Farming is an activity that primarily focuses on the production of food and fiber inclusive of commodities such as wool and cotton for example. In Namibia, chicken farming is an emerging venture that is on the rise with a focus on producing table eggs and meat to supplement the daily protein needs of many households.
For one to farm successfully with chickens for either egg production (layers) or meat (broilers), it is of great importance to implement a certain production system. By definition, a chicken production system is the way or method in which chickens are kept and raised in order to produce eggs or meat in a specific period.
Chickens can be reared in one of the following production systems; free-range, semi-intensive and intensive. In most rural areas of Namibia, the free-range production system is commonly practiced.
In this system, the farmer‘s responsibility is to buy the chickens and he/she does not have to provide them with shelter. The chickens must find their own shelter, normally they sleep in trees, old houses or any place that seems safe and they must find their own food and water. In this type of system, the farmer has no form of management, as his/her chickens are not vaccinated against diseases or parasites.

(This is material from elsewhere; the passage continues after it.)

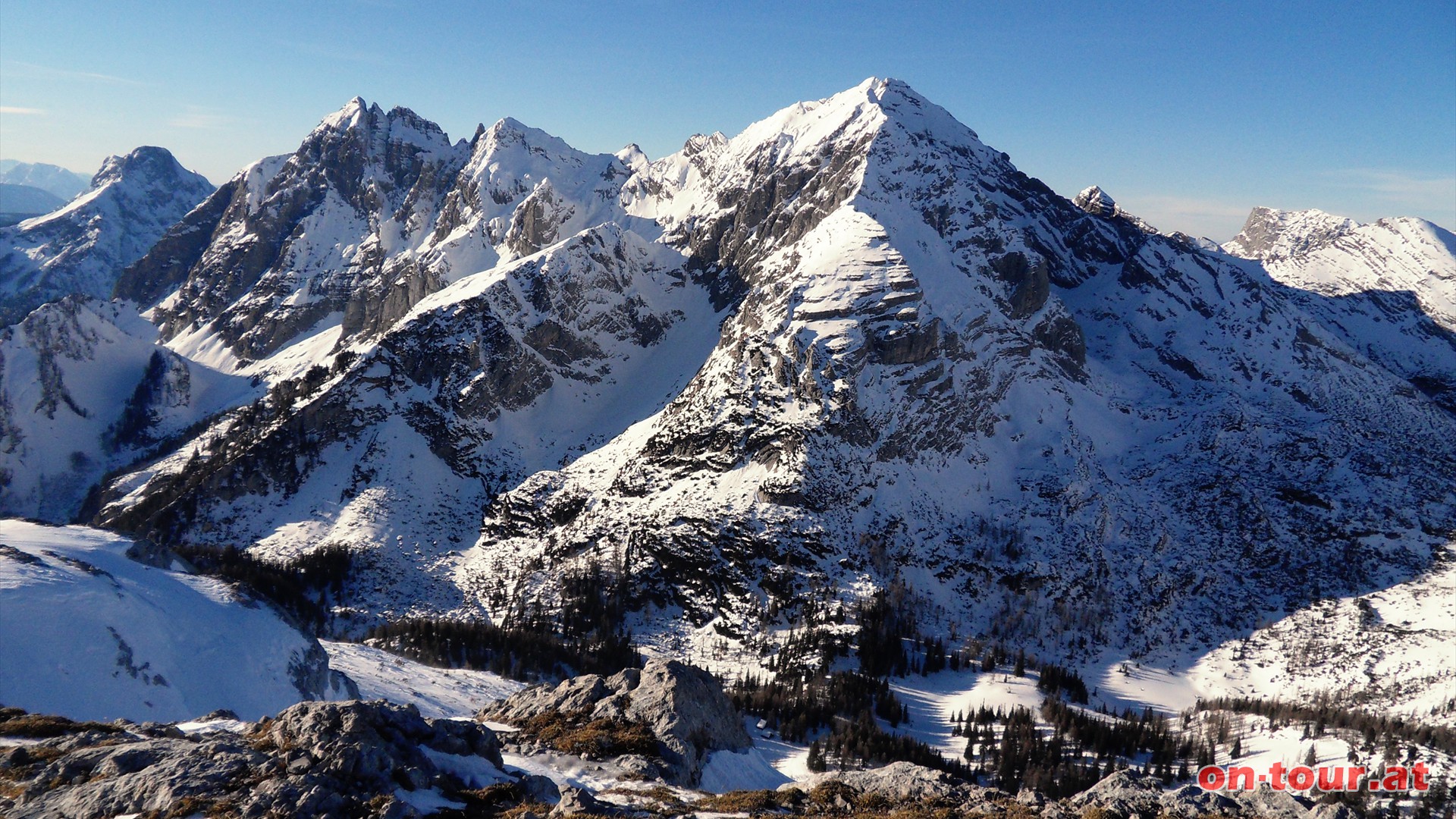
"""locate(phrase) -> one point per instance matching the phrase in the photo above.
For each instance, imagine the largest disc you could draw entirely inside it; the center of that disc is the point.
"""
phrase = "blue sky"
(1187, 112)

This production system has the least costs of production, but because the chickens are not cared for, their productivity is also very low. Moreover, this system is also very risky as the chickens are vulnerable to disease outbreaks and parasites. Furthermore, free-range systems are not good for egg production as the chickens may lay eggs wherever they find themselves and dogs may consume the eggs before they are collected. Further to this, the chickens are also vulnerable to predators and theft.
The second chicken production system is known as the semi-intensive production system (modern free range), in this system the farmer is responsible for providing his/her chickens with housing, water, feed and on an occasional basis the chickens receive medical attention when necessary. In this system, a roaming area is constructed around the chicken house so the chickens can wander around during the day to look for additional food. This system provides protection against predators, theft and parasites to a small extent.
The third and last production system for farming with chickens is known as the intensive production system. With this system, the chickens are kept indoors for the full production cycle and it is the farmer‘s responsibility to ensure that all inputs (shelter, feed, water and medical attention) are provided throughout. This system is normally implemented when one engages in commercial poultry production operations.
The farmer must implement production practices such as cleaning of the house, replenishing the feeders and drinkers with fresh and clean feed every morning and evening. Moreover, in this type of system, the farmer must ensure adherence to regulations or standards set by the poultry association such as the mandatory vaccination of chickens against notifiable diseases (Newcastle Disease, Infectious Bronchitis and all other diseases) to be able to have access to formal markets.
In conclusion, whichever type of production system you decide to adopt, your inputs, as a farmer will determine the output of your chicken farming operation. Therefore, for each system you undertake please ensure that it enables your poultry enterprise to be productive and profitable.